1,2, 3 Questions – Docteur Éric HENRY

Docteur Éric HENRY, Médecin généraliste et président de l’association Soins aux professionnels de santé

Quelle est la raison d’être de l’association Soins aux professionnels de santé ?

Depuis les années 2000, les restructurations du secteur de la santé ont mené à une concentration et une rentabilisation de l’offre de soins, au détriment des équipes soignantes. C’est pourquoi en 2015, pour leur venir en aide, l’association SPS, Soins aux professionnels de la santé, a été créée. Le soin du soignant est crucial et le non-respect du soignant déstabilise l’ensemble du système de soins.

Et puis en 2017, la notion de qualité de vie au travail a posé la question de la santé mentale des soignants. Chacun s’est alors interrogé sur le sens à donner à sa vie professionnelle.

Pour quels types de problématiques êtes-vous sollicités ?

Le danger principal auquel nous devons faire face est le risque de suicide. Cependant, les raisons du passage à l’acte dépendent de la période.

La crise du Covid a entraîné une surexploitation des personnels en réanimation notamment. Lors de la réouverture des blocs opératoires, ces mêmes personnes ont repris leurs activités et ont dû rattraper le retard du fait des déprogrammations.

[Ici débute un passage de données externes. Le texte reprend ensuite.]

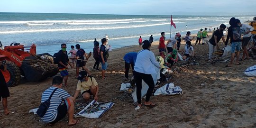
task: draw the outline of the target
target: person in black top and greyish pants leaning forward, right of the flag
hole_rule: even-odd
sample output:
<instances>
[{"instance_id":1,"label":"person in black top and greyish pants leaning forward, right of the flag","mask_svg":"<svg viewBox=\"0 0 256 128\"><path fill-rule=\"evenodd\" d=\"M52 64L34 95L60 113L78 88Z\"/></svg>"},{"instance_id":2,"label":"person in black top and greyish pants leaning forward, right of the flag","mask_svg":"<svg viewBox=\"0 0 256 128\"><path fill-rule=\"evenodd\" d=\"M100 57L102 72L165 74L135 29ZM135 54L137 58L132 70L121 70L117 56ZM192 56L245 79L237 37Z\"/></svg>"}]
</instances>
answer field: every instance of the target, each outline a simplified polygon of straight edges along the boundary
<instances>
[{"instance_id":1,"label":"person in black top and greyish pants leaning forward, right of the flag","mask_svg":"<svg viewBox=\"0 0 256 128\"><path fill-rule=\"evenodd\" d=\"M223 42L225 42L225 38L223 35L223 31L225 30L226 25L221 24L219 29L213 32L212 37L209 40L209 60L212 58L212 53L214 53L215 46L219 48L218 43L220 38L222 38Z\"/></svg>"}]
</instances>

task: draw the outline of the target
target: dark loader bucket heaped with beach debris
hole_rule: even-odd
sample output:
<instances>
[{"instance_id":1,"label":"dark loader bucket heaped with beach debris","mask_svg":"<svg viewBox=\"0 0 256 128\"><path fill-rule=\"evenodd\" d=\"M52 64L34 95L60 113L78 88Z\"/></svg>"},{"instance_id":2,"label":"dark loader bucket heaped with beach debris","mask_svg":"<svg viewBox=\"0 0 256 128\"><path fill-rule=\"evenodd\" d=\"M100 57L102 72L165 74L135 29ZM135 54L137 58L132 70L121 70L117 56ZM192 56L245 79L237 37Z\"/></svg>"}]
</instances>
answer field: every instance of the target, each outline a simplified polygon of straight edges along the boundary
<instances>
[{"instance_id":1,"label":"dark loader bucket heaped with beach debris","mask_svg":"<svg viewBox=\"0 0 256 128\"><path fill-rule=\"evenodd\" d=\"M51 63L51 57L48 53L25 57L21 69L26 79L37 82L56 75L59 70L56 64Z\"/></svg>"}]
</instances>

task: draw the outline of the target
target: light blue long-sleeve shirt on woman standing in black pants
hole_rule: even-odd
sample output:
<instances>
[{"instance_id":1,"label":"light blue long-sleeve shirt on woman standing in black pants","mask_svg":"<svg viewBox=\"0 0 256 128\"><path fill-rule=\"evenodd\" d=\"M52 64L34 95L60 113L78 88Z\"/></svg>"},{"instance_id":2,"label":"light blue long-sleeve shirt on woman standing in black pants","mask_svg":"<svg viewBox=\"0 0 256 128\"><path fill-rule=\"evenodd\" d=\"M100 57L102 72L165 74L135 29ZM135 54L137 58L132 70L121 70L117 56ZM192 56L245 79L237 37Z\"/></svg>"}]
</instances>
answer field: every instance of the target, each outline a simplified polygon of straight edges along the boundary
<instances>
[{"instance_id":1,"label":"light blue long-sleeve shirt on woman standing in black pants","mask_svg":"<svg viewBox=\"0 0 256 128\"><path fill-rule=\"evenodd\" d=\"M153 66L160 68L160 64L155 60L154 53L147 49L139 51L137 54L134 71L138 73L154 74L156 71Z\"/></svg>"}]
</instances>

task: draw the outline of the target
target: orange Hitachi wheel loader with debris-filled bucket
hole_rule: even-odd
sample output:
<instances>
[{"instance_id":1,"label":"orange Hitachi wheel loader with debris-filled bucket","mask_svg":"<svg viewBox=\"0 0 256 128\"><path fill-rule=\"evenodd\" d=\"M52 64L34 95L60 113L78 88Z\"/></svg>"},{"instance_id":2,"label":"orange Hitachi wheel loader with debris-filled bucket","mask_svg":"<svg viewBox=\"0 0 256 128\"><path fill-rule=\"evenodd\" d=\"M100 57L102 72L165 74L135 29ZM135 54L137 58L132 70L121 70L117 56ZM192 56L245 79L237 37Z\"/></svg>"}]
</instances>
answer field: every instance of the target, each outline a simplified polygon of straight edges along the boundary
<instances>
[{"instance_id":1,"label":"orange Hitachi wheel loader with debris-filled bucket","mask_svg":"<svg viewBox=\"0 0 256 128\"><path fill-rule=\"evenodd\" d=\"M29 48L29 49L25 49ZM37 82L56 75L58 67L48 53L37 55L36 45L24 46L11 43L2 46L0 42L0 62L6 61L7 71L3 73L8 87L18 85L22 76L30 82Z\"/></svg>"}]
</instances>

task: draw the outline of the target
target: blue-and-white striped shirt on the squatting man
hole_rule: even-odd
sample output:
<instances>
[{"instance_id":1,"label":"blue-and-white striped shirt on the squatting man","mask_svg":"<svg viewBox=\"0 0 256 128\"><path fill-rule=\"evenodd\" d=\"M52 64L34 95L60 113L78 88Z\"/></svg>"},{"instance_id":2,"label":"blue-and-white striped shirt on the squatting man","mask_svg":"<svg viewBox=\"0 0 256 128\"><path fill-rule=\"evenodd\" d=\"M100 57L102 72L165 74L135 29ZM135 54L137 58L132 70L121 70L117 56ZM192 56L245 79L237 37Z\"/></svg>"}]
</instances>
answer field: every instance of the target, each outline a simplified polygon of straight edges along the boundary
<instances>
[{"instance_id":1,"label":"blue-and-white striped shirt on the squatting man","mask_svg":"<svg viewBox=\"0 0 256 128\"><path fill-rule=\"evenodd\" d=\"M42 94L41 102L48 100L55 88L56 87L50 87L46 89L46 91L44 91ZM70 97L70 95L67 91L64 91L63 89L57 89L50 100L50 107L46 111L45 116L41 119L46 123L54 121L57 117L57 108L61 104L62 99L67 99L68 97Z\"/></svg>"}]
</instances>

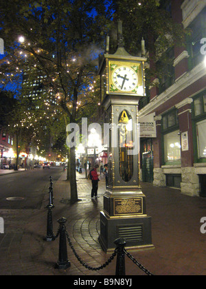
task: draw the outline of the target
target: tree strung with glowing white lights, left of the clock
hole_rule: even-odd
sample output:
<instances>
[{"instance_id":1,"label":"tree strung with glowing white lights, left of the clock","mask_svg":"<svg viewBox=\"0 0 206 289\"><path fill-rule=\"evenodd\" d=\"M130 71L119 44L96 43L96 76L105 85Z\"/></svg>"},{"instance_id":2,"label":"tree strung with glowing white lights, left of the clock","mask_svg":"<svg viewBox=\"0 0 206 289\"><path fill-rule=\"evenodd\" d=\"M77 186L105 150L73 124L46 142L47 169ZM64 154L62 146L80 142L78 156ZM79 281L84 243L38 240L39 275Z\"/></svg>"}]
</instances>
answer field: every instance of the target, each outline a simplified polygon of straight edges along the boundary
<instances>
[{"instance_id":1,"label":"tree strung with glowing white lights, left of the clock","mask_svg":"<svg viewBox=\"0 0 206 289\"><path fill-rule=\"evenodd\" d=\"M98 54L111 22L107 1L8 0L1 5L1 27L6 58L1 61L3 81L32 83L42 77L47 94L56 97L58 109L69 122L78 122L84 109L98 105ZM18 43L18 36L22 35ZM94 109L91 109L94 110ZM70 150L71 202L78 200L75 147Z\"/></svg>"}]
</instances>

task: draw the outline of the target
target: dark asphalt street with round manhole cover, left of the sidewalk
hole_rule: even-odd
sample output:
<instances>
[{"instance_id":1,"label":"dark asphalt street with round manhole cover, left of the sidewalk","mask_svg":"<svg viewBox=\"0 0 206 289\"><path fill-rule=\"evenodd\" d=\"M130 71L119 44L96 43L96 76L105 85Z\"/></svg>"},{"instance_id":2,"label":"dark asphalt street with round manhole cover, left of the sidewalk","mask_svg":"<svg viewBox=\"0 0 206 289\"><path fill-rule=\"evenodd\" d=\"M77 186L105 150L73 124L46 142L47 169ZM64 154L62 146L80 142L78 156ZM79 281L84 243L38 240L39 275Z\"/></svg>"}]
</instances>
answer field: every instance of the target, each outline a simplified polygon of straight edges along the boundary
<instances>
[{"instance_id":1,"label":"dark asphalt street with round manhole cover, left of the sidewalk","mask_svg":"<svg viewBox=\"0 0 206 289\"><path fill-rule=\"evenodd\" d=\"M45 191L49 187L49 175L52 175L55 182L61 172L62 167L21 170L16 173L4 170L0 173L0 208L41 208Z\"/></svg>"}]
</instances>

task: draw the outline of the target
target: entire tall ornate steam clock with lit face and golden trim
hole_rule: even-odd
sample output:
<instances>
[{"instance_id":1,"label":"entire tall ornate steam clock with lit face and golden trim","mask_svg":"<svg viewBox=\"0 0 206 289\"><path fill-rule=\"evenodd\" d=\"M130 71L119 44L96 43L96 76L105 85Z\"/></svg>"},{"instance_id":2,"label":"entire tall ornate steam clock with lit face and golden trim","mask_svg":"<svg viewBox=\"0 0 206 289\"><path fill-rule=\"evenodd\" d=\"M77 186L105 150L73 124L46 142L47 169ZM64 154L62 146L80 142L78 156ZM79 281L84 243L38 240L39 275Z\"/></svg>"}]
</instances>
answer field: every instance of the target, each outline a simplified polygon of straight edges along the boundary
<instances>
[{"instance_id":1,"label":"entire tall ornate steam clock with lit face and golden trim","mask_svg":"<svg viewBox=\"0 0 206 289\"><path fill-rule=\"evenodd\" d=\"M115 239L127 248L150 248L151 217L146 215L146 196L140 186L139 99L146 96L145 57L131 56L124 49L122 22L117 25L118 47L100 56L102 105L108 116L108 186L100 213L100 244L104 251L115 248Z\"/></svg>"}]
</instances>

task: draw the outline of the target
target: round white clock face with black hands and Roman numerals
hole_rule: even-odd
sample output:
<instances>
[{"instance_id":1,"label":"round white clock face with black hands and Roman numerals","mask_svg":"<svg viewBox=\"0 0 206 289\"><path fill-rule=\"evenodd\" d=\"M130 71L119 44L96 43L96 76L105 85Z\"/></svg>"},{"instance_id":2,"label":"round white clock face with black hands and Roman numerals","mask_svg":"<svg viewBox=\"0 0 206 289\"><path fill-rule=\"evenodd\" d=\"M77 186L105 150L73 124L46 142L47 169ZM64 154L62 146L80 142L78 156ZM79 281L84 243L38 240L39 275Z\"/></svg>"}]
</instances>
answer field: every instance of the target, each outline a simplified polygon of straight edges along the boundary
<instances>
[{"instance_id":1,"label":"round white clock face with black hands and Roman numerals","mask_svg":"<svg viewBox=\"0 0 206 289\"><path fill-rule=\"evenodd\" d=\"M122 92L131 92L137 88L137 72L129 66L119 66L114 69L112 74L113 85Z\"/></svg>"}]
</instances>

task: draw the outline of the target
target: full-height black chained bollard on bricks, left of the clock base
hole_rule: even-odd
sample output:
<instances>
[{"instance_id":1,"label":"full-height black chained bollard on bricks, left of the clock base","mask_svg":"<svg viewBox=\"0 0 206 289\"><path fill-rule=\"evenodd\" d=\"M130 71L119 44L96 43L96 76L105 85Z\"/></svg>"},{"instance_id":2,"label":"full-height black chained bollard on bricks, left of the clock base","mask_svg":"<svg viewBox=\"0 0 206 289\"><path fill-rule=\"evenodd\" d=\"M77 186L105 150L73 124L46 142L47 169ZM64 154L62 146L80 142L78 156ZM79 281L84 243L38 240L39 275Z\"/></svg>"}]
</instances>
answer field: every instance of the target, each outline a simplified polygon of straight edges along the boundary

Épuisées, elles refusent les cadences imposées et désertent le secteur du soin. Ces désaffections engendrent des difficultés organisationnelles pour l’ensemble des équipes. De plus, les jeunes soignants réfutent le modèle de santé proposé. Ils veulent choisir leur rythme et leurs conditions de travail.

Actuellement, les sollicitations pour des problèmes de management sont nombreuses. Les soignants ne supportent plus les décisions imposées par une hiérarchie qui ignore la réalité du terrain.

Et puis, les groupes WhatsApp ou autres sollicitent les personnels en permanence, sans respect de la vie privée, alors que les soignants ont besoin de temps de déconnexion efficace. Il existe des organisations que nous avons mises en œuvre, dans lesquelles un coordinateur gère les plannings selon les disponibilités et les envies de chacun. La réintroduction d’un échange direct via un humain et respectueux de tous, permet d’avancer en évitant cristallisations et tensions.

En matière de santé mentale, les sollicitations les plus alarmantes proviennent des étudiants en formation infirmière. Durant leurs stages, certains élèves sont insultés, délaissés et humiliés. C’est inacceptable.

Comment améliorer la situation ?

La transversalité, le respect de toutes les parties prenantes pour restaurer la satisfaction d’un travail bien fait. À tous les niveaux, les équipes doivent être impliquées et se rencontrer pour comprendre les attentes de chacun afin de définir l’organisation optimale. En ville, les CPTS (Communautés professionnelles territoriales en santé) proposent aux personnels : médecins, infirmiers, pharmaciens, assistants de vie, la mise en commun des compétences pour organiser la prise en charge sur un territoire. Les établissements pourraient s’en inspirer afin de définir une charte du travailler ensemble. Vue de l’extérieur, cette démarche semble tellement évidente et pourtant…

L’association SPS propose des Journées d’ateliers dynamiques et d’échanges en santé (JADES) en ligne ou en présentiel pour ses adhérents, et des ateliers eJADES (tous les mardis et jeudis de 19h à 20h en visioconférence) gratuitement pour tous les professionnels de la santé et les étudiants. Depuis 2021, 48 formations ont été proposées, notamment sur le repérage et la prise en charge des soignants en souffrance. Nous soulageons le système de santé, prenons soin et accompagnons individuellement les plus de 7 O00 soignants qui nous sollicitent chaque année. Dans certains cas, nous proposons une médiation.

Quelle feuille de route pour 2023 puis 2024 ?

Nous sommes déjà présents partout en France et nous disposons d’une Maison des soignants à Paris (4 rue de Traktir – 75116 Paris). Cette année, nous travaillons à l’ouverture de 2 antennes régionales en Occitanie et en Grand-Est.

Nous souhaitons que toutes les ARS contribuent à nos activités sachant que notre budget, renégocié chaque année, provient de subventions du gouvernement (80 %), de la Sécurité sociale, de fondations, de quelques laboratoires et de donateurs.

Nous voudrions que l’ensemble des établissements de l’hospitalisation privée adhère à l’association SPS pour que nous puissions promouvoir un système qui vienne en aide à tous les soignants. Nous disposons de solutions dont nous sommes prêts à faire profiter le privé.